Di Kabupaten Bandung, penolakan tidak hanya datang dari semua serikat buruh, tetapi juga dari kalangan politisi.
Ketua Komisi D DPRD Kabupaten Bandung, H. Maulana Fahmi, misalnya, dengan tegas menolak Peraturan Menteri Ketenagakerjaan (Permenaker) RI nomor 2 tahun 2022, tentang Tata Cara dan Persyaratan Pembayaran Manfaat Jaminan Hari Tua (JHT).
”Permenaker itu sangat merugikan pekerja, terutama kaum buruh, karena mereka akan menerima haknya saat usia 56 tahun,” ujar H. Maulana Fahmi dalam voice notenya yang diterima, Senin (14/2), Pagi
“Kebijakan ini semakin melengkapi kebijakan yang tidak pro pada pekerja, setelah sebelumnya kita tahu MK memutuskan UU Cipta Kerja yang inkonstitusional,” ujarnya.
Fahmi meminta, agar pemerintah mereview atau membatalkan Permenaker 2, diganti dengan kebijakan yang membela kepentingan pekerja.
Diakhir tahun ujarnya, tidak ada kenaikan yang signifikan untuk upah minimum kabupaten/kota ( UMK), sekarang dana JHT baru bisa cair 100 persen di usia 56 tahun.
Hal itu, tandas legislator PKS ini, semakin melengkapi kerugian yang dialami pekerja di indonesia dan posisinya semakin lemah.
Dia berharap, JHT diberikan saat pekerja itu berhenti, baik karena pemutusan hubungan kerja (PHK) atau karena mengundurkan diri.
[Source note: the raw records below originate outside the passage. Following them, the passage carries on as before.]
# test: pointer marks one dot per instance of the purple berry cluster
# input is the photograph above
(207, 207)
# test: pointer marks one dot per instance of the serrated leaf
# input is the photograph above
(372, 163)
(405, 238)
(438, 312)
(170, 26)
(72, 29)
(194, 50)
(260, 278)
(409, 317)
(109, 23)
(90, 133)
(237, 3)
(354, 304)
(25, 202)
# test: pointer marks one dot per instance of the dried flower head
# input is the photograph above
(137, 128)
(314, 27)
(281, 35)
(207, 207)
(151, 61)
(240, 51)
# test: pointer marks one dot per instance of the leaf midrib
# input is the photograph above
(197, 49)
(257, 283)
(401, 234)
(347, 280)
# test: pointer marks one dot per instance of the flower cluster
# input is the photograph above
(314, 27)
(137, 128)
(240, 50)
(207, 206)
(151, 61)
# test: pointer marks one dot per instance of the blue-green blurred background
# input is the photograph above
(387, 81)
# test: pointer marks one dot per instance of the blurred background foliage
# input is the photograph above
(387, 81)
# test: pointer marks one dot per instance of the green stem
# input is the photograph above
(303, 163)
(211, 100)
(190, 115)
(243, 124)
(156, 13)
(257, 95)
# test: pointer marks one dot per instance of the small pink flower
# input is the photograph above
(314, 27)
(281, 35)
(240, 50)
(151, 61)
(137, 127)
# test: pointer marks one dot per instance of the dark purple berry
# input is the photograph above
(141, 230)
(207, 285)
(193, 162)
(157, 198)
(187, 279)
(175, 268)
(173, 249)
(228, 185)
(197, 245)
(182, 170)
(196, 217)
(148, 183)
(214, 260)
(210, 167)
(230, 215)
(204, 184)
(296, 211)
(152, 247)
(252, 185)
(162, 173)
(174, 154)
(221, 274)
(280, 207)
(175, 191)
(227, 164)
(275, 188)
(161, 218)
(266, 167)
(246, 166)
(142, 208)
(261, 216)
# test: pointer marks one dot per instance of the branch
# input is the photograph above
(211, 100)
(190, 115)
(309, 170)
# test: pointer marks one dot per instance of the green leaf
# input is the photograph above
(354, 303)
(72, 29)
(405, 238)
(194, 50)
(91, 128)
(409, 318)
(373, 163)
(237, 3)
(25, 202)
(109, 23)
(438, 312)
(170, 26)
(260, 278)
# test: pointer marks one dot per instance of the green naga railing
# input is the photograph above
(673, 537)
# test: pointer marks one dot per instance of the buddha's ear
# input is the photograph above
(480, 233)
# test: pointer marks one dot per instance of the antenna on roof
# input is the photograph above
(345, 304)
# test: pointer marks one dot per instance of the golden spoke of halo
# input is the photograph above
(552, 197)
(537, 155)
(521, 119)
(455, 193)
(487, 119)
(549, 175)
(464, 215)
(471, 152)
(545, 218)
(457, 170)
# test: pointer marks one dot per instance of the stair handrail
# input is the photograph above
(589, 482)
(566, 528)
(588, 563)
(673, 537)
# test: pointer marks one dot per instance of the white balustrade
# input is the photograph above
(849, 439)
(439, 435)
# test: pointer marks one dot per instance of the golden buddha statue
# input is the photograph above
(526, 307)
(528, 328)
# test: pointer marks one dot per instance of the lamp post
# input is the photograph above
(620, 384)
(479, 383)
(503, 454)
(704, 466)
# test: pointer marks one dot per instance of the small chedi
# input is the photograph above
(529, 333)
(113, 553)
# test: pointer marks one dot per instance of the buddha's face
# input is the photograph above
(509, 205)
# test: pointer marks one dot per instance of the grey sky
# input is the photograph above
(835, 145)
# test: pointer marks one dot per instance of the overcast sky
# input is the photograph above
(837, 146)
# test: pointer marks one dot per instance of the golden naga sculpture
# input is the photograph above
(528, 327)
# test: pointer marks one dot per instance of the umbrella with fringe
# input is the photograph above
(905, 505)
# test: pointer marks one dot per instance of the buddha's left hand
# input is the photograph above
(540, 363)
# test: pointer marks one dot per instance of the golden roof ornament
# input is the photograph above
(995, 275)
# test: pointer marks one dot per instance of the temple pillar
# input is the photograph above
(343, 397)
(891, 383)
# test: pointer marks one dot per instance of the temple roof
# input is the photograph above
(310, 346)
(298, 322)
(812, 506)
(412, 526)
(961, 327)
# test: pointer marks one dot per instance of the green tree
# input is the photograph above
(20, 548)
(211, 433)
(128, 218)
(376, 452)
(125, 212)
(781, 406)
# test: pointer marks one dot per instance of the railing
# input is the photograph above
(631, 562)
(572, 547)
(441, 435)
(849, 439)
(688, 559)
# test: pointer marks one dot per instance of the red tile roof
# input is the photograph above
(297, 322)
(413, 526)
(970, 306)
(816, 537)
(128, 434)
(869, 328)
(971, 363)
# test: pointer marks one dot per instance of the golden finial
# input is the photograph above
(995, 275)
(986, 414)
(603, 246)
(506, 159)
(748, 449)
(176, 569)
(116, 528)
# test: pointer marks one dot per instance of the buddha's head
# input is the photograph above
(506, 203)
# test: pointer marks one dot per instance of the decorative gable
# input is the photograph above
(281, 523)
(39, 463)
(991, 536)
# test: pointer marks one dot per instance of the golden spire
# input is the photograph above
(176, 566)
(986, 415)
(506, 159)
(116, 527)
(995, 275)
Karena menurutnya, setelah tidak bekerja lagi, secara otomatis ritme keuangan seseorang jadi berubah.
Disaat itulah, membutuhkan dana segar supaya bisa saving, mengatur kembali diri dan keungannya.
“Pemerintah harus peka terhadap reaksi dari masyarakat, terutama buruh dan pekerja, gelombang penolakan sudah nampak begitu cepat dan meluas,” ucapnya.
Dalam kontek lokal di Kabupaten Bandung, imbuhnya, kepesertaan BPJS ketenagakerjaan masih rendah.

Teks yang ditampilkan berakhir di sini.